Per la cancellazione del fermo occorre presentare a un qualsiasi ufficio provinciale del Pubblico Registro Automobilistico (PRA):

  • il provvedimento di revoca in originale (rilasciato dal concessionario della riscossione dopo aver saldato il debito per il quale il fermo è stato iscritto) contenente i dati del veicolo, del debitore e l’importo del credito di cui si chiede la cancellazione;
  • il certificato di proprietà (CdP), sul cui retro compilare la nota di richiesta, o il foglio complementare;
  • il modello NP-3 (se non si utilizza il CdP come nota di richiesta).

A seguito dell’esito positivo della richiesta, viene cancellato il fermo amministrativo e viene rilasciato un nuovo certificato di proprietà.

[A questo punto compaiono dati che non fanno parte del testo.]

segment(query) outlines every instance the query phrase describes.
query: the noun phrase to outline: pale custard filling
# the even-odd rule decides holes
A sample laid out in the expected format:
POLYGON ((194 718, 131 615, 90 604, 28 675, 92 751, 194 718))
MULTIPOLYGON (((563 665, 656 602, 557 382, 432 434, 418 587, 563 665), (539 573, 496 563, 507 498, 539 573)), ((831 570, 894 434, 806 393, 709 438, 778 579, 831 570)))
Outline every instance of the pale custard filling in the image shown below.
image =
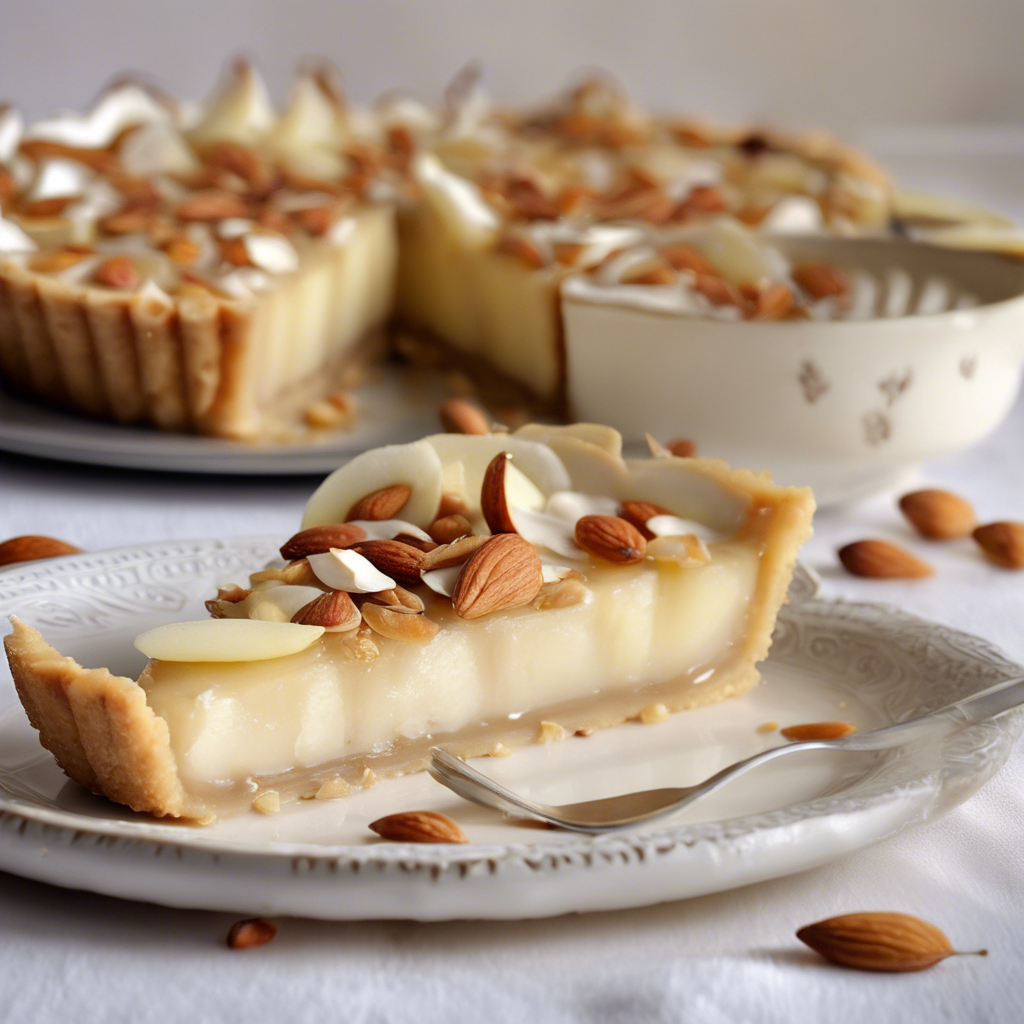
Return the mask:
POLYGON ((372 663, 350 658, 343 635, 329 633, 267 662, 152 662, 139 684, 169 726, 185 791, 204 799, 524 711, 588 700, 599 716, 616 694, 699 684, 741 646, 760 545, 733 540, 711 552, 697 568, 591 565, 587 600, 563 608, 465 622, 430 596, 437 635, 383 642, 372 663))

Casi particolari: errore del concessionario e vendita anteriore all’iscrizione del fermo

Se il fermo amministrativo è stato iscritto erroneamente, perché basato su una somma non dovuta dal contribuente (sgravio totale per indebito), il concessionario della riscossione provvede a richiedere al PRA la cancellazione gratuita dell’iscrizione del fermo.

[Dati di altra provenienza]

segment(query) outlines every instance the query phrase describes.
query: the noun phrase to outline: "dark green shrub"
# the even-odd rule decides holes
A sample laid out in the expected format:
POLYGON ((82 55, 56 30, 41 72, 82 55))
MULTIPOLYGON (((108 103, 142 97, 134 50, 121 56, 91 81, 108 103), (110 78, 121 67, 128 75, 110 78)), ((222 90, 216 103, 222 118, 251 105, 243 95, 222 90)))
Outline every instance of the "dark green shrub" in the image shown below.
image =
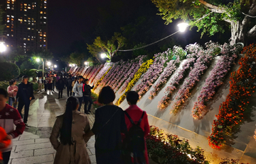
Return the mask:
POLYGON ((14 63, 0 63, 0 81, 10 81, 20 75, 18 66, 14 63))

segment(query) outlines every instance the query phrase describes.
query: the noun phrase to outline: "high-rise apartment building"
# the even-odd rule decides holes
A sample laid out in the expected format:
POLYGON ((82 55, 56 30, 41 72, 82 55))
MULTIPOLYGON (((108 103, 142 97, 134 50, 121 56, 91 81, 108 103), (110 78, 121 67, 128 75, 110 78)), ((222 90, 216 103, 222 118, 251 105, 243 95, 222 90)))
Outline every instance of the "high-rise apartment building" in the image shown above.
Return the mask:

Se il veicolo è stato venduto con atto di data certa anteriore all’iscrizione del fermo, dopo aver trascritto il passaggio di proprietà al PRA, il concessionario della riscossione, a seguito di comunicazione da parte dell’ACI, provvederà a cancellare gratuitamente il fermo amministrativo dagli archivi del PRA. Il veicolo non è quindi soggetto ad alcuna limitazione della disponibilità.

Come verificare se è stato iscritto un fermo amministrativo

E’ possibile richiedere una visura della targa del veicolo all’ufficio provinciale ACI (PRA), o tramite il servizio online , o ad una delegazione ACI o ad uno studio di consulenza automobilistica (agenzia pratiche auto).

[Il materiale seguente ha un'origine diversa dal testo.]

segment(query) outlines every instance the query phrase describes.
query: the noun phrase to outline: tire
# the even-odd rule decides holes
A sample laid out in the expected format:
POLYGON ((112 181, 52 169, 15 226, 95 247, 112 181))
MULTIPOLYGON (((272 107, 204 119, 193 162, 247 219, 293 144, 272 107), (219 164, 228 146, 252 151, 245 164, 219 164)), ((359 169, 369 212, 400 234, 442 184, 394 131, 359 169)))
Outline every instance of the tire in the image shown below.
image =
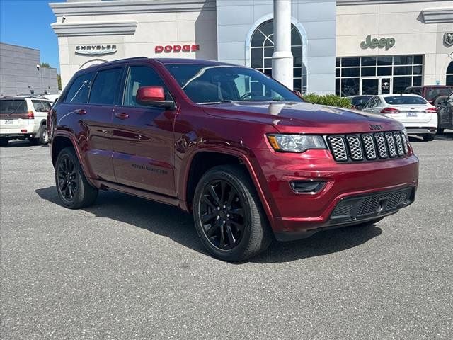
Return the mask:
POLYGON ((45 145, 49 142, 49 136, 47 135, 47 127, 45 125, 41 125, 40 130, 36 134, 36 137, 28 138, 28 140, 33 145, 45 145))
POLYGON ((241 166, 219 166, 207 171, 197 185, 193 202, 197 233, 214 257, 244 261, 265 250, 272 242, 255 186, 241 166))
POLYGON ((430 142, 432 140, 434 140, 434 135, 423 135, 423 137, 425 142, 430 142))
POLYGON ((6 147, 8 146, 8 142, 9 140, 8 138, 5 138, 4 137, 0 137, 0 147, 6 147))
POLYGON ((55 186, 62 204, 69 209, 91 205, 98 189, 86 181, 76 153, 71 147, 63 149, 55 162, 55 186))

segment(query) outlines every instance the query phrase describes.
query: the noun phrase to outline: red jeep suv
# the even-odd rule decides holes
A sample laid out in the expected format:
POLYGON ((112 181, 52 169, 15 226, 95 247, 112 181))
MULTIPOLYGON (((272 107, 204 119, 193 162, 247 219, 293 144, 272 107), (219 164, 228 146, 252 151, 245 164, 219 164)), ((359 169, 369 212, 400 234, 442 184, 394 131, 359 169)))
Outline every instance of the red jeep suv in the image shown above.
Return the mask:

La visura riporta tutte le informazioni giuridico-patrimoniali relative al veicolo, risultanti in quel momento.

Come opporsi ad un’iscrizione di fermo amministrativo ritenuta illegittima

Avverso il provvedimento di fermo è consentito proporre opposizione.

L’art. 19, comma 1, del D.Lgs. 31.12.1992 n. 546 attribuisce alla giurisdizione delle Commissioni Tributarie le opposizioni sui fermi di beni mobili registrati di cui all’articolo 86 del decreto del Presidente della Repubblica 29 settembre 1973, n. 602, e successive modificazioni.

Tuttavia, il Supremo Collegio, a Sezioni Unite, ha sancito la ripartizione della competenza tra giudice ordinario e giudice tributario nei casi di fermo amministrativo di beni mobili registrati, stabilendo che: “Con riferimento alle controversie aventi per oggetto il provvedimento di fermo di beni mobili registrati, di cui all’art. 86 del d.P.R. n. 602 del 1972, ai fini della giurisdizione rileva la natura dei crediti posti a fondamento del provvedimento di fermo, con la conseguenza che la giurisdizione spetterà al giudice tributario o al giudice ordinario a seconda della natura tributaria o meno dei crediti, ovvero ad entrambi se il provvedimento di fermo si riferisce in parte a crediti tributari e in parte a crediti non tributari”. (Cfr. Cass. civ. (Ord.), Sez. Unite, 05/06/2008, n. 14831).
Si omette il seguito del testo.